If anybody recognises any of the women in these images, please contact Laura Lejsu to assist with her research.

1. Jean-Paul Sartre, Anti-Semite and Jew, trans. G. Becker, Schocken (1995)
2. See: Susanne Elpers and Anne-Rose Meyer (Ed.): Zwischenkriegszeit – Entre deux Guerres. Königstein/Ts. 2004, pp 234–252

Quoted from Dora Fobert, Untitled, ca 1942
From the Archive of Adela K.

As a teenage boy the “Diary of Anne Frank” was one of those books that was dear to me. Troubled and lonely, in Anne Frank I found some company. Somewhere in the book, there was this out of focus grey portrait of her, with her black hair and big eyes, a beautiful and funny face as far I can remember. Now, in a different form, Anne Frank’s portrait has come back to me. It turned into the picture of a self-confident young woman. As if she would be looking back at me with curiosity.

Though this young woman is nude she isn’t naked. She doesn’t turn into the object of my voyeuristic fantasies. Her gaze and the abstraction of the photograph protect her and protect me. We all know pornography and we know the images of naked dead bodies, heaped up to piles in the concentration camps. Here, this women, stays human and is not victimized through photography a second time. Dora Fobert is like us. We could have been her.

But now I have reached the turning point of this story that is actually told by the artist duo Adam Broomberg & Oliver Chanarin. Though, Dora Fobert has been a real life person, this particular narrative and this particular image is an invention by the two of them. The fact is hidden on their website, and is hard to be found in the Internet buzz. Broomberg & Chanarin are playing a virtuous game. They are walking through a minefield hoping to provoke an explosion.
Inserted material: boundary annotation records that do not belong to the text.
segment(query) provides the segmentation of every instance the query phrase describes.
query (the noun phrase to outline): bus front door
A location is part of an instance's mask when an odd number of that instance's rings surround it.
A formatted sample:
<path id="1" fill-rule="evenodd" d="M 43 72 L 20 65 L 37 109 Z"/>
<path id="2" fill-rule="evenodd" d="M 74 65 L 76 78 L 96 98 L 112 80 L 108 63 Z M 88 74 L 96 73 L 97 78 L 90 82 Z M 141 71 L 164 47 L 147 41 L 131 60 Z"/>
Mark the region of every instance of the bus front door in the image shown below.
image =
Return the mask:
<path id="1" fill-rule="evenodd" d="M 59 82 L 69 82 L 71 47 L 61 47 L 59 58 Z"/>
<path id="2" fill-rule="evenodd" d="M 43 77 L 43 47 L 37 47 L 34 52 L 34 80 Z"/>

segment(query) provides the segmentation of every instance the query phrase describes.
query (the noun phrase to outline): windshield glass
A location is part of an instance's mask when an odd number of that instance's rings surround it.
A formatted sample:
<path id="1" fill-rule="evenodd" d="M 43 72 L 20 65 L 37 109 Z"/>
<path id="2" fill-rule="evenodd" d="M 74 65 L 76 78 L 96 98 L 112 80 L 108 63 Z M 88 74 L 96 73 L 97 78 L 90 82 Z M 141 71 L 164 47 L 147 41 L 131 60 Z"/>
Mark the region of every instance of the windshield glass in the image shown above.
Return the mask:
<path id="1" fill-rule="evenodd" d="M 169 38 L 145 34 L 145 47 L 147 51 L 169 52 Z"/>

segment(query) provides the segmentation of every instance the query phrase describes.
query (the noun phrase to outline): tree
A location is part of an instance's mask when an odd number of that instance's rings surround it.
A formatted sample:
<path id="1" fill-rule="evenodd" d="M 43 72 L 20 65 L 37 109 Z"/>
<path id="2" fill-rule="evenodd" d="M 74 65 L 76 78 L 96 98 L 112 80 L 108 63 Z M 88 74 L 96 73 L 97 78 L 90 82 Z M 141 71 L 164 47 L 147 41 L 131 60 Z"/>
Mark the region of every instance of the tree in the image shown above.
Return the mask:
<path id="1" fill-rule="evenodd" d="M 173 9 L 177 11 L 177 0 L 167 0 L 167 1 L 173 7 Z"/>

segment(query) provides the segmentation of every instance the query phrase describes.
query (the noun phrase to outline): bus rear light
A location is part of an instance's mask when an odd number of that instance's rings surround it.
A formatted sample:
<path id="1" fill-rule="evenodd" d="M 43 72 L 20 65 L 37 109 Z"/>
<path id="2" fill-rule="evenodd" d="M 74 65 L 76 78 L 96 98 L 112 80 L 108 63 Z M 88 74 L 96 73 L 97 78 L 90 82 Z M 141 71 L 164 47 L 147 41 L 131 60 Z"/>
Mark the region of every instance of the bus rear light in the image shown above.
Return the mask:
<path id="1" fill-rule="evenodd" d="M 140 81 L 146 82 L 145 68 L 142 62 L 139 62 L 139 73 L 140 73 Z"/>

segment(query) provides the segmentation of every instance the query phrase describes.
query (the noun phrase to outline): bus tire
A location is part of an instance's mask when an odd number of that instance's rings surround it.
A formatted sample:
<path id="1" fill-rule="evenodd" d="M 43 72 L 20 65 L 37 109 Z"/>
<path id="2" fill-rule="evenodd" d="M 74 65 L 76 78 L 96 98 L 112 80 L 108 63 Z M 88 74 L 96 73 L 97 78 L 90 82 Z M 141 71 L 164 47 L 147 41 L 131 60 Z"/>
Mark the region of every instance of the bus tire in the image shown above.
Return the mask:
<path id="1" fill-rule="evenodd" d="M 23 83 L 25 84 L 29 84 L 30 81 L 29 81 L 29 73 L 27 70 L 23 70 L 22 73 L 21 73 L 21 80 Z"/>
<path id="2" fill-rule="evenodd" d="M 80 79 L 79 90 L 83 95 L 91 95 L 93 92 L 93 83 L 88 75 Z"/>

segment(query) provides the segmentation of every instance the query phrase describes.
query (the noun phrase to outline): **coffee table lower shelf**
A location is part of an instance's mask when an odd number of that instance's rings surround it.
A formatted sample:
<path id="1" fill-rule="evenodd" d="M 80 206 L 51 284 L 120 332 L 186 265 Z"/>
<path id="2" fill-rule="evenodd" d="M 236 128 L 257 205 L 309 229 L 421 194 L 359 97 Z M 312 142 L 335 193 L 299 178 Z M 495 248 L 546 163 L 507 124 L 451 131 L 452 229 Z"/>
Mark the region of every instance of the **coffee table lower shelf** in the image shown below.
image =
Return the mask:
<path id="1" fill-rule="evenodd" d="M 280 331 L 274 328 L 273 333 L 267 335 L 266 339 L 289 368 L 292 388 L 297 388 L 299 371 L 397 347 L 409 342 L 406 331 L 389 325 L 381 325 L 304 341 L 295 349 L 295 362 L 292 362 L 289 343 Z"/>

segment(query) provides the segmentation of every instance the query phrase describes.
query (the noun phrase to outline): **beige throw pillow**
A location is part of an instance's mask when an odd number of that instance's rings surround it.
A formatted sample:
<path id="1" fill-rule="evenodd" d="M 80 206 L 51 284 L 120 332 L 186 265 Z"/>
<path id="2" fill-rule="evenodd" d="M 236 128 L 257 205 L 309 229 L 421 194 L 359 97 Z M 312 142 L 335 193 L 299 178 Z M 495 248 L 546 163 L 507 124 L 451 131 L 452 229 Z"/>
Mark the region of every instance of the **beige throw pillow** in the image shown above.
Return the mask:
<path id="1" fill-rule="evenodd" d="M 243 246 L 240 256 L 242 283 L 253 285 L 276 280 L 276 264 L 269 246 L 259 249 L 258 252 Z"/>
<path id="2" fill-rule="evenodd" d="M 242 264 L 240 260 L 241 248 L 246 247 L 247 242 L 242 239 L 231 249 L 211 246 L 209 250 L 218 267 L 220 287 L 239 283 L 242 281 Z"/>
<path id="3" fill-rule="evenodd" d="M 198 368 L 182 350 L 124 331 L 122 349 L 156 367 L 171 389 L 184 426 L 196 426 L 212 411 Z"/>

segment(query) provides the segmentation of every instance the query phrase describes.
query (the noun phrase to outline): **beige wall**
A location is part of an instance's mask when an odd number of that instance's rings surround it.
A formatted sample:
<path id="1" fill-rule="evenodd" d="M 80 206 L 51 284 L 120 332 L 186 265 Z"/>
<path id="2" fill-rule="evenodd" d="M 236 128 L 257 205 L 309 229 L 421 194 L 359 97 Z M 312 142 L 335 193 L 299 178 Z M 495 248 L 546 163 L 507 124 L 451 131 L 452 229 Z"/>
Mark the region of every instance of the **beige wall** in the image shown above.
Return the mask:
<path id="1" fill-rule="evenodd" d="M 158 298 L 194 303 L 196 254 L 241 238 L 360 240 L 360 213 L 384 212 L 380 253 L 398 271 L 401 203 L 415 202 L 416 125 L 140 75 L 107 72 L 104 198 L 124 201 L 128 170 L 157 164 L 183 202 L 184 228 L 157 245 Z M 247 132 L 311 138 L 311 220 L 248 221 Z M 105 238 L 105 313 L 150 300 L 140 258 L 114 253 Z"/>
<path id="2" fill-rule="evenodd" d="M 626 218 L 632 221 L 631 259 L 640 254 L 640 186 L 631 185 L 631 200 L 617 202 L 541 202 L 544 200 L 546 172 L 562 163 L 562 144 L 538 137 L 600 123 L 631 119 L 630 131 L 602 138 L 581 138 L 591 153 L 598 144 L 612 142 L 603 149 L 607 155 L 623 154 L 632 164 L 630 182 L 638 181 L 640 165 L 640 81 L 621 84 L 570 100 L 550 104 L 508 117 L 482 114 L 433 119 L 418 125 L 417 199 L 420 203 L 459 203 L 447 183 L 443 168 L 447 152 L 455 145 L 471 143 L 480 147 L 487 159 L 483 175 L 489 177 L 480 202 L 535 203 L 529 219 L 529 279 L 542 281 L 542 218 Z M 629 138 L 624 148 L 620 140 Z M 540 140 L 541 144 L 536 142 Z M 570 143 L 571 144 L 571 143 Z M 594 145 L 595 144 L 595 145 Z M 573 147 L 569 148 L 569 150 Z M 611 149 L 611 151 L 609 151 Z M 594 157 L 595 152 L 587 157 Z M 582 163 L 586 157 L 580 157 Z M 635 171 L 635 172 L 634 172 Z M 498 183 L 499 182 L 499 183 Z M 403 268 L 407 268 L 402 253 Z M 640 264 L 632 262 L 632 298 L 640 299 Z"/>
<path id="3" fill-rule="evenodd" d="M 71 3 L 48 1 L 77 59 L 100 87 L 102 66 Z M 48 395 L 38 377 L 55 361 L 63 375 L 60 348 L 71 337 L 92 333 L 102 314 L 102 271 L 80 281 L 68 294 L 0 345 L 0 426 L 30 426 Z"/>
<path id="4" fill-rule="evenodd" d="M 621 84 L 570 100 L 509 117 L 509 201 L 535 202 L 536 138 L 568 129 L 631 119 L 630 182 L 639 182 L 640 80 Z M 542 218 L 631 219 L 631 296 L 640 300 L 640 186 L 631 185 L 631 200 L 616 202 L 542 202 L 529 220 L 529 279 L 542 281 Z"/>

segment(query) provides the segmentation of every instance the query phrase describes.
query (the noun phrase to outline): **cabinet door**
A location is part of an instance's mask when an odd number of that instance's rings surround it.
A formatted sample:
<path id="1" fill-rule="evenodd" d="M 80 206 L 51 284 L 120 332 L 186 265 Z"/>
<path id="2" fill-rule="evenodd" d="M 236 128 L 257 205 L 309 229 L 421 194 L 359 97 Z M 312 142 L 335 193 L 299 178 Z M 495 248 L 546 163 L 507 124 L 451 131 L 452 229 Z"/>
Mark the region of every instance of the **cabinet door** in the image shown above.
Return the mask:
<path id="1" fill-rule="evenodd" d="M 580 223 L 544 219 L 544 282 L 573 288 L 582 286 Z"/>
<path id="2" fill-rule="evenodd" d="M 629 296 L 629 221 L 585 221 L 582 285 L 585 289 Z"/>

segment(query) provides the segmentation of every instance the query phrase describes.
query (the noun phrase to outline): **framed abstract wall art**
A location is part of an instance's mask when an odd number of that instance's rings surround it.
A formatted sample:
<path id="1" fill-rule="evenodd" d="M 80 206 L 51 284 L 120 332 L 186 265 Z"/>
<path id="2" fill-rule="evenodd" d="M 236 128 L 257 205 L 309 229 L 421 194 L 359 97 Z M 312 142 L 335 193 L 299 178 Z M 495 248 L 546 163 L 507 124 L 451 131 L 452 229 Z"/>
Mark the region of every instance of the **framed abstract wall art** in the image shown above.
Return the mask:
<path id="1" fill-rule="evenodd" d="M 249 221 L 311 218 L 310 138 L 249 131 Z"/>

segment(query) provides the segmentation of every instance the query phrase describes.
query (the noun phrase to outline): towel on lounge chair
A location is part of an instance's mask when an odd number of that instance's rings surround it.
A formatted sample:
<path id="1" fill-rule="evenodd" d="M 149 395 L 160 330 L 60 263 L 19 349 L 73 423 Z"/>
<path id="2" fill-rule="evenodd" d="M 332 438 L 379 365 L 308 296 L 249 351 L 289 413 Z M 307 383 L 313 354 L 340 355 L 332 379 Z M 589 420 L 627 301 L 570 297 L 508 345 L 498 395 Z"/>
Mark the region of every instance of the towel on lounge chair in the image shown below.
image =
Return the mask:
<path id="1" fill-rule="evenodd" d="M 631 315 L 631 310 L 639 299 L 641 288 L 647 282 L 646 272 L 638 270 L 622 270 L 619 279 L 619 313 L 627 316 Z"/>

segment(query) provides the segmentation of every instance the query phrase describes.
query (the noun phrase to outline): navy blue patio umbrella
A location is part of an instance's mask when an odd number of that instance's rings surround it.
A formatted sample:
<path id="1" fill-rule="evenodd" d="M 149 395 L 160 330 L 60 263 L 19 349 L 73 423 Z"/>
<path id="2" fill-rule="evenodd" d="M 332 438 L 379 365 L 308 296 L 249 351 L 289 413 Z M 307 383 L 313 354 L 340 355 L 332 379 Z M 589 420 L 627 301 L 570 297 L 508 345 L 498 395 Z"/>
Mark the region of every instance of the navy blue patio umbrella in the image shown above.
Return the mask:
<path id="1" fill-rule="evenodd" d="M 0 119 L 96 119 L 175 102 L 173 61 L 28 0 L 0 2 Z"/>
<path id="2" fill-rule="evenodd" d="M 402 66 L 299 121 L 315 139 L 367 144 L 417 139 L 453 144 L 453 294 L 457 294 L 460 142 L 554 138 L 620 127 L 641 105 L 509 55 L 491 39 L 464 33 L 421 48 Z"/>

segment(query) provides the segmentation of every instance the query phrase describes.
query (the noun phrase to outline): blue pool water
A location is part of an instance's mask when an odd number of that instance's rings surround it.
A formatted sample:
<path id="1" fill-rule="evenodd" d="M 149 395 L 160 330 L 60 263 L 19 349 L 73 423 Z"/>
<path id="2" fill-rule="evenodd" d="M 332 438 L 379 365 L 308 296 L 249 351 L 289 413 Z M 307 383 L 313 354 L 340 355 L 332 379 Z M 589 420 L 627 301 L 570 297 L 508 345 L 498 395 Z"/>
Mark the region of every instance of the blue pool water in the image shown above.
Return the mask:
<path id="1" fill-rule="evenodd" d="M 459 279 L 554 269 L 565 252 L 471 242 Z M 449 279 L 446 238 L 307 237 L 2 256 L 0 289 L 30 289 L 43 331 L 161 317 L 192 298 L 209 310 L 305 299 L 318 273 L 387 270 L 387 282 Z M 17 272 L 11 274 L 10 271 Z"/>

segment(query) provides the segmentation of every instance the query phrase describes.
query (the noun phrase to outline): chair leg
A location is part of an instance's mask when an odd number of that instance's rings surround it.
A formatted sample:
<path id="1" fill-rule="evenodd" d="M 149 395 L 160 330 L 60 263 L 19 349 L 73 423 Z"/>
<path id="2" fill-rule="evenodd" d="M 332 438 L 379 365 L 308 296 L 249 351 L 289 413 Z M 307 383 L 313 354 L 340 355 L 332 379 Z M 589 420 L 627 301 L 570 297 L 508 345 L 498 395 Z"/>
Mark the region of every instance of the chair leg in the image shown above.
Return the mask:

Some diehard Nazis, supported by a few historians, still deny the existence of extermination camps. The story told by Anne Frank is still sometimes called a fraud. Let these diehards call the story about Dora Fobert also a lie.

But even if the tale that is told here is fictional, it is still a true attempt to tell the story of life, and death, the story of hopes and longing. A story that in fact took place in thousands of variations, most of them never have been told. And yes, photographs do need the company of words if they are supposed to be more than ambiguous fantasies about reality. Here history arrested between the covers of dusty books turns alive again.



I wrote this post for Mark Alice Durant, who published it on his blog “saintlucy under the column “ONE PICTURE/ONE PARAGRAPH”. I took Mark Alice Durants´s offer to participate in his project as a compliment, and also as a matter of trust….he knows that my English is quite rudimentary, and he didn´t know what he would get. For me it was fun to think about the picture to talk about, and it was also quite an experience for me to write under this given set of rules about a piece of art that has as many facets as the picture story by Broomberg & Chanarin.